The 1st Minnesota Infantry Battalion was an infantry battalion that served in the Union Army in the Eastern Theater of the American Civil War.

== History ==

=== Early service ===

The 1st Minnesota Infantry Battalion was mustered into service on April 29, 1864, at Fort Snelling, Minnesota, and was originally formed by soldiers of the disbanded 1st Minnesota Infantry Regiment who had reenlisted into U.S. service. These veterans formed two companies that became the nucleus of the 1st Minnesota Battalion. They were soon joined by more companies.

=== Later service ===

In May 1864, the battalion was ordered to Washington D.C. On 1 June the battalion was temporarily consolidated with the 38th Wisconsin Infantry Regiment and assigned to the Provisional Brigade of Brigadier General John J. Abercrombie. Afterwards they moved to Virginia to join the Army of the Potomac and participate in the Siege of Petersburg under Captain James C. Farwell. On March 19, 1865, men of the 2nd Company of Minnesota Sharpshooters whose terms had not expired, transferred to the battalion. The unit then participated in the Appomattox Campaign assigned to the 1st Brigade, 2nd Division, 2nd Corps. They were commanded by Captain Frank Houston. Following Confederate General Robert E. Lee’s surrender on April 9, 1865, at Appomattox Courthouse, Virginia, the battalion took part in the Grand Review of the Army of the Potomac in Washington D.C. They were mustered out on July 14, 1865, in Jeffersonville, Indiana.

== Detailed service ==

Veterans and Recruits of 1st Minnesota Infantry Regiment organized into two Companies as 1st Minnesota Battalion Infantry at Fort Snelling, Minn., and were on duty there until May 16.

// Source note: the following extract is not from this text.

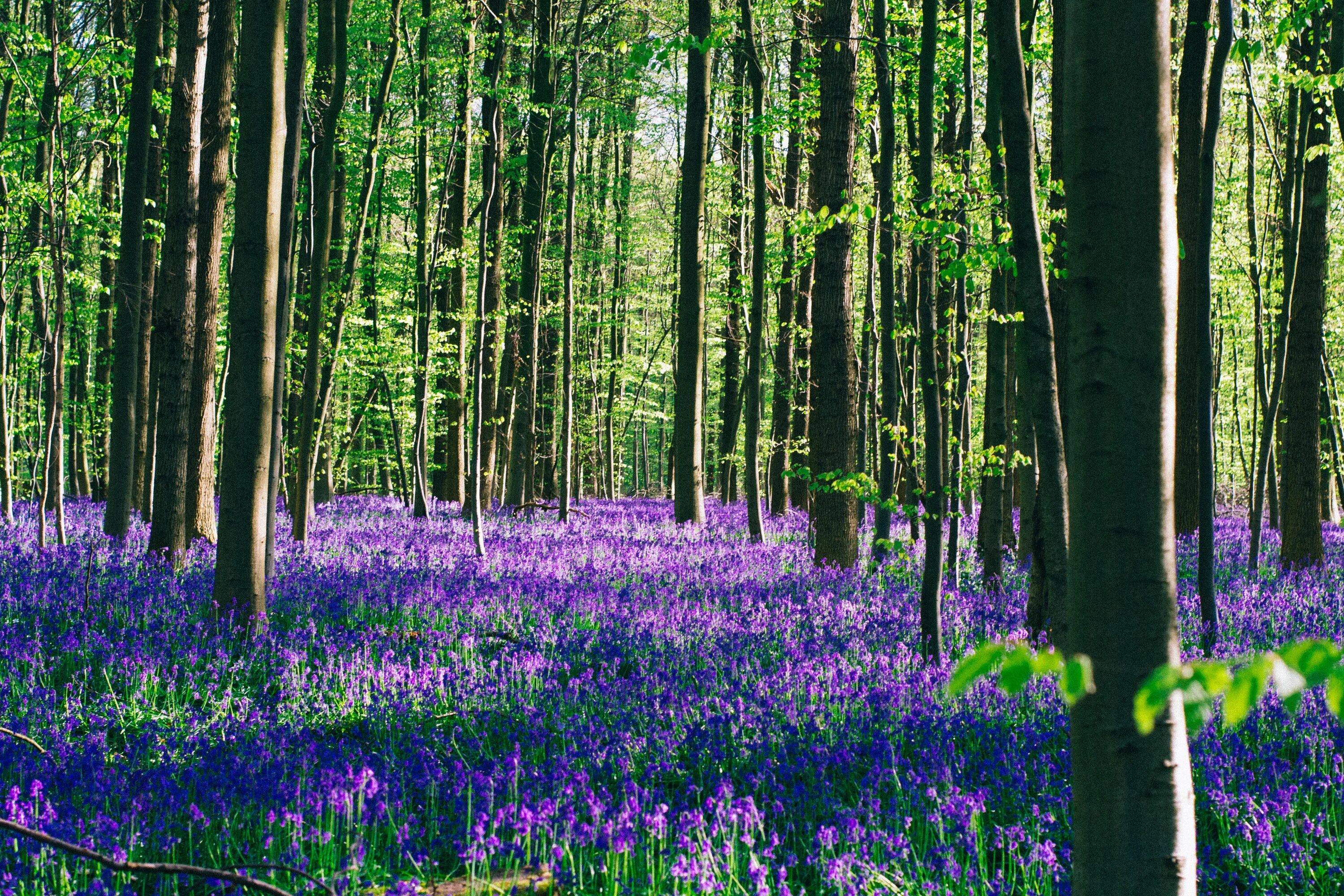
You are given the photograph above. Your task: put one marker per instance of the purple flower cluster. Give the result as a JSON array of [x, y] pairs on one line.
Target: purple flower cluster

Moved to Washington, D. C., May 16–22, thence to White House May 30-June 1. Assigned to 1st Brigade, 2nd Division, 2nd Army Corps, and joined Brigade at Cold Harbor, Va., June 12. Moved to Petersburg, Va., July 12–15.

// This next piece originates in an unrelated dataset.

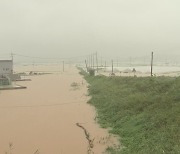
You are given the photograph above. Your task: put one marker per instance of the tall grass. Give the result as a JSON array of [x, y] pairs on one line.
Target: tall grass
[[144, 112]]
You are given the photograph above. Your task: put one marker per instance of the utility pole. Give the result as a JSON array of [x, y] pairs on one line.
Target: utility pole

Assaults on Petersburg June 16–18. Siege of Petersburg June 16, 1864, to April 2, 1865. Jerusalem Plank Road June 22–23, 1864. Demonstration north of the James July 27–29. Deep Bottom July 27–28. Demonstration north of the James August 13–20. Strawberry Plains August 14–18. Weldon Railroad August 25. Boydton Plank Road, Hatcher's Run, October 27–29. Raid on Weldon Railroad December 7–11. Dabney's Mills, Hatcher's Run, February 5–7, 1865. Watkins' House March 25.

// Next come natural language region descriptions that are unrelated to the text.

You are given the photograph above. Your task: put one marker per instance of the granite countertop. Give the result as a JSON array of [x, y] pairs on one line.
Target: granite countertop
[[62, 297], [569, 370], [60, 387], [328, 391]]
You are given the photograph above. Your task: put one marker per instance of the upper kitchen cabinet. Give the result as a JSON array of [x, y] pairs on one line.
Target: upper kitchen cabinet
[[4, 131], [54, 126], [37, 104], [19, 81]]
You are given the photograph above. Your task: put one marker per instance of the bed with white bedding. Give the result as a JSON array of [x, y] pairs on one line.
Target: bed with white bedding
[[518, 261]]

Appomattox Campaign March 28-April 9. Hatcher's Run, Boydton Road, March 29–31. Crow's House March 31. Sutherland Station and fall of Petersburg April 2. Pursuit of Lee April 3–9. Sailor's Creek April 6. High Bridge and Farmville April 7. Appomattox Court House April 9. Surrender of Lee and his army.

March to Washington, D. C., May 2–12. Grand Review May 23. Moved to Louisville June 6–9, and duty there till July 15. Mustered out July 15, 1865.